Umpires complain of verbal abuse after Angels-Red Sox game

Angels

What with all the padding, you think MLB umpires would be able to take some ribbing. This past Wednesday, after Nick Green nearly struck out two times in one at-bat against Angels closer Brian Fuentes, manager Mike Scioscia and staff let the umpires have it. Umpires must pass through the visiting team’s dugout at Fenway to get to their locker room. It’s a stadium design unique to the ballpark and perfect for postgame confrontation.

“Their deportment as we left the field, going through the Angels dugout, left a lot to be desired,” plate umpire Rick Reed told the Boston Herald. “We filed a report after the game and I would think there will be a coach or two over there that would be regretting his actions today.”

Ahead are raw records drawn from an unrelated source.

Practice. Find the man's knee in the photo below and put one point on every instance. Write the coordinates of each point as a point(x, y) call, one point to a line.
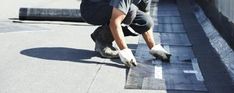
point(149, 22)
point(131, 15)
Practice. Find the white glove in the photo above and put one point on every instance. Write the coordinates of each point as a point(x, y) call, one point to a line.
point(159, 52)
point(127, 57)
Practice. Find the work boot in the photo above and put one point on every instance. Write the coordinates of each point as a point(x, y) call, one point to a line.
point(103, 39)
point(159, 52)
point(127, 57)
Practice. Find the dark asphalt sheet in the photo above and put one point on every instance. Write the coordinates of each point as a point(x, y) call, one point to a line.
point(183, 72)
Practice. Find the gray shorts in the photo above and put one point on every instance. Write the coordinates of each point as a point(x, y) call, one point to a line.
point(98, 12)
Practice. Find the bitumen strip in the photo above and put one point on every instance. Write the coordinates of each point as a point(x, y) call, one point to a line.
point(183, 72)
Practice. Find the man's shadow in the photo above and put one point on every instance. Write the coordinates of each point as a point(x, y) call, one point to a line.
point(68, 54)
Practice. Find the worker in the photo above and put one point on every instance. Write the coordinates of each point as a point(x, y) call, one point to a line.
point(116, 17)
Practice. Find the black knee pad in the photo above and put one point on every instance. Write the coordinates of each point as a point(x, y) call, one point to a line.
point(131, 15)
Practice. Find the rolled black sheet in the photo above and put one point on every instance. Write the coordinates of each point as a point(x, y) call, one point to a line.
point(50, 14)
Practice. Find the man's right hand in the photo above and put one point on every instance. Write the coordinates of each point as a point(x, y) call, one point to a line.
point(127, 57)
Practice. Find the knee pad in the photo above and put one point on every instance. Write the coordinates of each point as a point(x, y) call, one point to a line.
point(131, 15)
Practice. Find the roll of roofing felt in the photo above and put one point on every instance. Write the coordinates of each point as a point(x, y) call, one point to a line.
point(50, 14)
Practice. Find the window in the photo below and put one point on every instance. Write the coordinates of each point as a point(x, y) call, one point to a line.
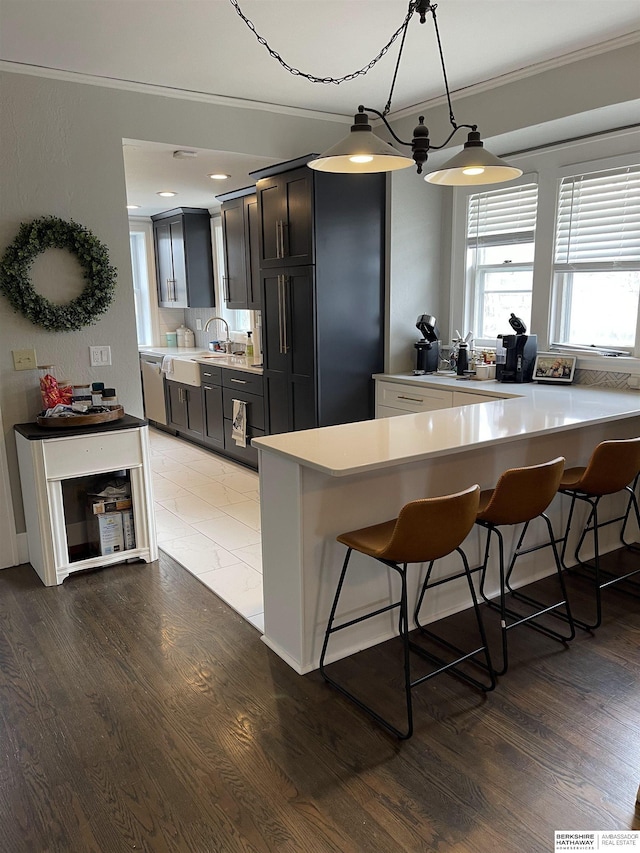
point(500, 249)
point(559, 248)
point(596, 277)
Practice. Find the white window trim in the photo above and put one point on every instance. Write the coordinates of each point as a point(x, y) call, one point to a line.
point(140, 225)
point(543, 310)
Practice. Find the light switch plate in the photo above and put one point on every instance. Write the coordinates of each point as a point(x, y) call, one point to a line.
point(100, 356)
point(24, 359)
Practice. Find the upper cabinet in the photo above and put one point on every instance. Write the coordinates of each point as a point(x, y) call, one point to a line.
point(241, 249)
point(285, 203)
point(184, 264)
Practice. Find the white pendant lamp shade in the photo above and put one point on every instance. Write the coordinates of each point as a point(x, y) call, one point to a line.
point(473, 166)
point(361, 152)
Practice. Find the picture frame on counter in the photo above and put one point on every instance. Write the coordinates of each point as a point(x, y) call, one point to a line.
point(553, 368)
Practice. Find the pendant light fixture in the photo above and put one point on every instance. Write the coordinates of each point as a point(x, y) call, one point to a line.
point(362, 151)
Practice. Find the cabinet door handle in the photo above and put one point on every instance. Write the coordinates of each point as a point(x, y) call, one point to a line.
point(280, 313)
point(283, 225)
point(285, 281)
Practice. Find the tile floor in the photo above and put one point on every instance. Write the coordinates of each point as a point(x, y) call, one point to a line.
point(208, 519)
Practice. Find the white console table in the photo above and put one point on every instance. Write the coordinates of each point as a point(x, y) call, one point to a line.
point(50, 458)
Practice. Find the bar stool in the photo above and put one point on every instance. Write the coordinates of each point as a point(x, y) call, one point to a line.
point(613, 466)
point(424, 531)
point(520, 496)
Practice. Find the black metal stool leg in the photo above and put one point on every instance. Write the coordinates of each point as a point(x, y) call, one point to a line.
point(452, 665)
point(509, 618)
point(542, 608)
point(403, 624)
point(633, 501)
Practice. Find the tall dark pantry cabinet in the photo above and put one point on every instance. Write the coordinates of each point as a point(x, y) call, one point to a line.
point(322, 249)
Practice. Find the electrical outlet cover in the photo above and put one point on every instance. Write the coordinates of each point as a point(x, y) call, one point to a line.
point(24, 359)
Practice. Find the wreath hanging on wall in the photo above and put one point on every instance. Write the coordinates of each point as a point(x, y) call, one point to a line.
point(49, 232)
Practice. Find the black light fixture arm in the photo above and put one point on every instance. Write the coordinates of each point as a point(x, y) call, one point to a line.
point(420, 144)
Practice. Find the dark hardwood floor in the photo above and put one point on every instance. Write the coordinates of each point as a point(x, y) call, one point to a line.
point(139, 712)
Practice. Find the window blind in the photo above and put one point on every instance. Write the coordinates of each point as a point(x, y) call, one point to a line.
point(599, 217)
point(499, 215)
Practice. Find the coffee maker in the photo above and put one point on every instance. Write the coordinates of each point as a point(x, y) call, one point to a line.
point(427, 349)
point(516, 354)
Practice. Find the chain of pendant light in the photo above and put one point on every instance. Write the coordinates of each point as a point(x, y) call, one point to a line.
point(402, 30)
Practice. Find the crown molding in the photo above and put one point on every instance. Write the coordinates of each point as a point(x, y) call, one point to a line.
point(632, 37)
point(629, 38)
point(166, 91)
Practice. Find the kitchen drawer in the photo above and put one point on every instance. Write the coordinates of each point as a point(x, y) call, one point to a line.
point(410, 398)
point(91, 454)
point(243, 380)
point(255, 405)
point(248, 454)
point(210, 375)
point(388, 412)
point(461, 398)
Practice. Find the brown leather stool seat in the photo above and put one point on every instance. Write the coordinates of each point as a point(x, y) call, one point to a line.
point(520, 496)
point(614, 467)
point(424, 531)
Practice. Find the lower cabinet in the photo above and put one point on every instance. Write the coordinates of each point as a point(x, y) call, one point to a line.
point(246, 388)
point(184, 408)
point(213, 419)
point(220, 387)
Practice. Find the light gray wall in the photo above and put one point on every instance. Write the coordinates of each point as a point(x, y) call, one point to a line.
point(590, 95)
point(61, 154)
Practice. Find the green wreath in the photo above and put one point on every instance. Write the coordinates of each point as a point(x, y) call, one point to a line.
point(49, 232)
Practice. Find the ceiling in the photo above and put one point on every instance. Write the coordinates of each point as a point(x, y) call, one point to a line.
point(204, 47)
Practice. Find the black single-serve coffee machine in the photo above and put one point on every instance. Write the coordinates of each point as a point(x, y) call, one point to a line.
point(516, 354)
point(428, 349)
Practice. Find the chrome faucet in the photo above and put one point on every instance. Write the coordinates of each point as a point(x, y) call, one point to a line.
point(227, 343)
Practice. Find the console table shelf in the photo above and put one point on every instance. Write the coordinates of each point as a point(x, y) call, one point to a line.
point(55, 467)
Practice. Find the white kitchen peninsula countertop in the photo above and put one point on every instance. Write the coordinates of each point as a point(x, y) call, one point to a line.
point(315, 484)
point(530, 409)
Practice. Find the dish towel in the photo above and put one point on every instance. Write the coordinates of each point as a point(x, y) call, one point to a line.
point(239, 423)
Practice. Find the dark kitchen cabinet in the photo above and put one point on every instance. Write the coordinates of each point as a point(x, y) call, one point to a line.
point(184, 408)
point(184, 265)
point(285, 203)
point(212, 411)
point(322, 247)
point(289, 348)
point(247, 387)
point(241, 249)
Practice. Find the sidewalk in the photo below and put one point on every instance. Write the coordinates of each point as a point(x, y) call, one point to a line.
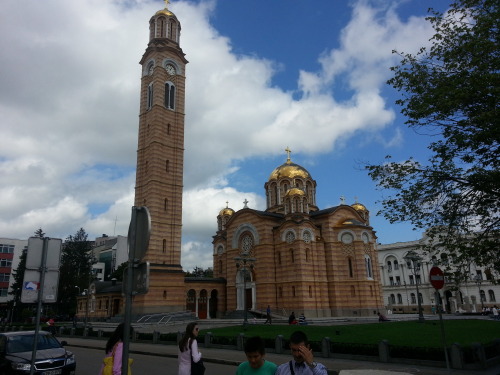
point(234, 357)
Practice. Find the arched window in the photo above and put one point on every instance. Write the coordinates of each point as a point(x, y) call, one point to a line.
point(150, 96)
point(491, 294)
point(368, 264)
point(482, 296)
point(169, 95)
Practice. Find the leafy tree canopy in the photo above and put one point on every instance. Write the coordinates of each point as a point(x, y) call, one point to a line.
point(450, 91)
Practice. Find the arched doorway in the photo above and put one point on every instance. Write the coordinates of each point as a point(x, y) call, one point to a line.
point(202, 304)
point(214, 299)
point(245, 290)
point(191, 300)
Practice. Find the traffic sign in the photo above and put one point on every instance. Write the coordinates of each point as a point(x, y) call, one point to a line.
point(436, 276)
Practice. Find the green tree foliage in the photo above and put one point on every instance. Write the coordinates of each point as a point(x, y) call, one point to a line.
point(76, 270)
point(451, 92)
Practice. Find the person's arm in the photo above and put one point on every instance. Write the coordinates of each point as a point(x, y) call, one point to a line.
point(117, 359)
point(194, 351)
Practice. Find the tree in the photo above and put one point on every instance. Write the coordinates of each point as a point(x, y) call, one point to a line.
point(450, 91)
point(76, 270)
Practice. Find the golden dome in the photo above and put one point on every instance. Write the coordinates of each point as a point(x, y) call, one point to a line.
point(359, 207)
point(165, 11)
point(290, 170)
point(226, 211)
point(295, 191)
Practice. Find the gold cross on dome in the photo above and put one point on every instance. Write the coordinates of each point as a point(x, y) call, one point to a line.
point(288, 152)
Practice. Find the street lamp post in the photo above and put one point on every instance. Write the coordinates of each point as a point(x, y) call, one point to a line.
point(244, 262)
point(478, 279)
point(413, 262)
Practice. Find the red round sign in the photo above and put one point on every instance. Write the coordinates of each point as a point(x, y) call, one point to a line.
point(436, 277)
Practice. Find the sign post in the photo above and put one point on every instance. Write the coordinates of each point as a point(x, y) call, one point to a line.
point(138, 241)
point(436, 276)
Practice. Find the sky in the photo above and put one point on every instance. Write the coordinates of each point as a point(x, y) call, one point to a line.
point(263, 75)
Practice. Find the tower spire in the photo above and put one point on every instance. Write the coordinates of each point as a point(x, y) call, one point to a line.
point(288, 152)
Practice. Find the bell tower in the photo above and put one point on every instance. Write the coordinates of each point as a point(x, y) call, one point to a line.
point(160, 161)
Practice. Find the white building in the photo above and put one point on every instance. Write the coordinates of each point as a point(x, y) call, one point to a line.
point(399, 281)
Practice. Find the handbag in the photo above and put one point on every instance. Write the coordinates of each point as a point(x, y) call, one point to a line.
point(197, 368)
point(108, 364)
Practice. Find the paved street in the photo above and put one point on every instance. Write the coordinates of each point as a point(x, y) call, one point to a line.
point(158, 359)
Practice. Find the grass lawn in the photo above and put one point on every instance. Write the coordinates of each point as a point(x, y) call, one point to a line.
point(415, 334)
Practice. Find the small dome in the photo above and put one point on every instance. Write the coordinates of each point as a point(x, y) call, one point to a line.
point(295, 191)
point(359, 207)
point(226, 211)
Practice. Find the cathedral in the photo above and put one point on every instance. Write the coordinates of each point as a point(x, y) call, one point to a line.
point(293, 256)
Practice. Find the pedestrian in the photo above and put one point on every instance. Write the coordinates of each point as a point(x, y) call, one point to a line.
point(188, 349)
point(303, 359)
point(268, 315)
point(114, 351)
point(256, 364)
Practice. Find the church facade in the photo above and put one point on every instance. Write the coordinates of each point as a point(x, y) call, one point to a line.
point(322, 262)
point(292, 256)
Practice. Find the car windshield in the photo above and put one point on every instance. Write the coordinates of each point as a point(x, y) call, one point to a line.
point(24, 343)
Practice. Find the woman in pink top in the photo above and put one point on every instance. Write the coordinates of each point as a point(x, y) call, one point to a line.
point(114, 347)
point(188, 346)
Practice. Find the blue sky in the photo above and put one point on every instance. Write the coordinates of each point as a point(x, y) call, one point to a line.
point(262, 75)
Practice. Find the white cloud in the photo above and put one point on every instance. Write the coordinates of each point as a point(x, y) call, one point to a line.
point(69, 99)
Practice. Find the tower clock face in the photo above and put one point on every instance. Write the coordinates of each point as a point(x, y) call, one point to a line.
point(170, 69)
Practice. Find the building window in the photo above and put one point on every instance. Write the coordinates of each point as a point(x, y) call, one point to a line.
point(6, 249)
point(150, 96)
point(368, 264)
point(482, 295)
point(169, 95)
point(491, 294)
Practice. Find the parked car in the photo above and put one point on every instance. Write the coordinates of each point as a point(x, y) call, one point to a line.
point(52, 358)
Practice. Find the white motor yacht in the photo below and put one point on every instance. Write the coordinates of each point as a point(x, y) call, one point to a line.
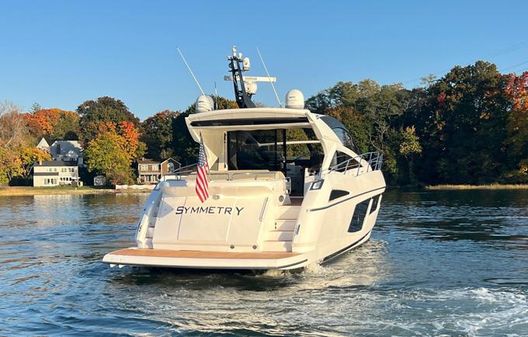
point(285, 188)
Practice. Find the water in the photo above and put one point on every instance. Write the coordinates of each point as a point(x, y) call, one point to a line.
point(438, 264)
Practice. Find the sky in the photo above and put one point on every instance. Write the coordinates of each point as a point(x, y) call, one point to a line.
point(62, 53)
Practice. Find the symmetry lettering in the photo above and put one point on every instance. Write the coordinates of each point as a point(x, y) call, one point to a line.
point(209, 210)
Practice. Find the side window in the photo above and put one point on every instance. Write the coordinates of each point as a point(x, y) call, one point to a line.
point(358, 217)
point(375, 202)
point(344, 162)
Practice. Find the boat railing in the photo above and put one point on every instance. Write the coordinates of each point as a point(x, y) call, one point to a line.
point(233, 175)
point(366, 162)
point(183, 171)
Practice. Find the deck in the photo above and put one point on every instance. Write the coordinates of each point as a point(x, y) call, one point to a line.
point(205, 259)
point(199, 254)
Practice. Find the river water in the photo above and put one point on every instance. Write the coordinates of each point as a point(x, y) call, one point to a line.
point(438, 264)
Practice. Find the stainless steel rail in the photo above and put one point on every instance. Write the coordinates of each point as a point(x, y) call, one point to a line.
point(374, 160)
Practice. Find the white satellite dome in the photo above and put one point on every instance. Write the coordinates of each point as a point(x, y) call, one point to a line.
point(294, 99)
point(204, 103)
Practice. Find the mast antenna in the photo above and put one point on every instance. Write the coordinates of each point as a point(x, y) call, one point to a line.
point(190, 71)
point(269, 77)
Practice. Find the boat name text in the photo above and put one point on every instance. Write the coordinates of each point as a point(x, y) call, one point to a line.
point(208, 210)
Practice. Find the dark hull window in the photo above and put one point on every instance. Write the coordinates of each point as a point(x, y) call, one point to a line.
point(337, 194)
point(359, 216)
point(375, 202)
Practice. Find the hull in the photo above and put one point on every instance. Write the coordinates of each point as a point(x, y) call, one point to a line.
point(273, 235)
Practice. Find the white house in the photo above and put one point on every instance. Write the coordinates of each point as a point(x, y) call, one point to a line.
point(55, 173)
point(151, 171)
point(66, 150)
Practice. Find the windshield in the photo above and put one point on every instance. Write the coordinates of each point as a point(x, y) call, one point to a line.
point(273, 149)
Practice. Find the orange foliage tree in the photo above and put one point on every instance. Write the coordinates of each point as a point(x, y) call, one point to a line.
point(53, 123)
point(113, 150)
point(517, 122)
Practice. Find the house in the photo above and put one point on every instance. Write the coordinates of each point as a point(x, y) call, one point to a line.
point(66, 150)
point(151, 171)
point(99, 181)
point(55, 173)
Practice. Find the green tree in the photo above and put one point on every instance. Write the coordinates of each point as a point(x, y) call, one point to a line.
point(462, 126)
point(106, 155)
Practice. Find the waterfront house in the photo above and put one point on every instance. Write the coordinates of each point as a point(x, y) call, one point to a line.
point(56, 173)
point(66, 150)
point(151, 171)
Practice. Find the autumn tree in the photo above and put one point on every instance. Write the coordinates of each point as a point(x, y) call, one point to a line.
point(104, 109)
point(157, 134)
point(113, 150)
point(517, 126)
point(17, 151)
point(53, 124)
point(462, 126)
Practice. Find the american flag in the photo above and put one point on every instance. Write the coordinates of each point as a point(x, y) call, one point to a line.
point(202, 178)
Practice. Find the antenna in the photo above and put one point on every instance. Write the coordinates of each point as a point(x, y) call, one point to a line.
point(269, 77)
point(190, 70)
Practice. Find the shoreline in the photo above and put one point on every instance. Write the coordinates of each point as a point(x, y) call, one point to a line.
point(11, 191)
point(447, 187)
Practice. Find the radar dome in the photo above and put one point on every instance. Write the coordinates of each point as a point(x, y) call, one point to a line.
point(295, 99)
point(204, 103)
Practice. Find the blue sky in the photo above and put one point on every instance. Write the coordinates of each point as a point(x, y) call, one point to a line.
point(61, 53)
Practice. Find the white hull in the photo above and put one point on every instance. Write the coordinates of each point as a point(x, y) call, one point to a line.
point(269, 207)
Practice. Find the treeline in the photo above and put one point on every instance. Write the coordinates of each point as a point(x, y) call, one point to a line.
point(470, 126)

Attempts by The Associated Press to reach the umpires for comment before and after Thursday night’s game were unsuccessful. A Fenway Park security guard who knocked on the door of their changing room before the game said they were unavailable because they were on a conference call with the commissioner’s office; after the game, a reporter’s request for an interview was similarly declined.

With two outs, the bases loaded and the Angels leading 8-7, pinch-hitter Nick Green quickly fell behind 0-2 to closer Brian Fuentes and offered at the third pitch. But first base umpire Jeff Kellogg ruled he did not go around, and Green stayed in the box.

Green then fouled off three pitches before taking three balls to walk in the tying run. The last was a knee-high fastball that had catcher Mike Napoli jumping out of his crouch in anticipation of a strikeout.

Later, Reed commented that the pitch “very well could have been a strike.” Not a smart move, Rick. Look, I’m not even an Angels fan and I know Green should have been called “out” on at least one of those pitches. Mr. Magoo himself was in hysterics. Reed made matters worse when he admitted that Napoli’s “framing” of a pitch earlier in the count justified giving Green an advantage. Wow. You never hear umpires being this honest about skewing calls. There’s not a catcher in Major League Baseball that doesn’t frame pitches. Nevertheless, if they’re caught doing so, they should receive a warning. In my opinion, Reed’s decision to thereby “get back” at Napoli is even more inexcusable.

Lastly, I think Mike Scioscia has the best “oh-no-you-didn’t-Blue” face in baseball.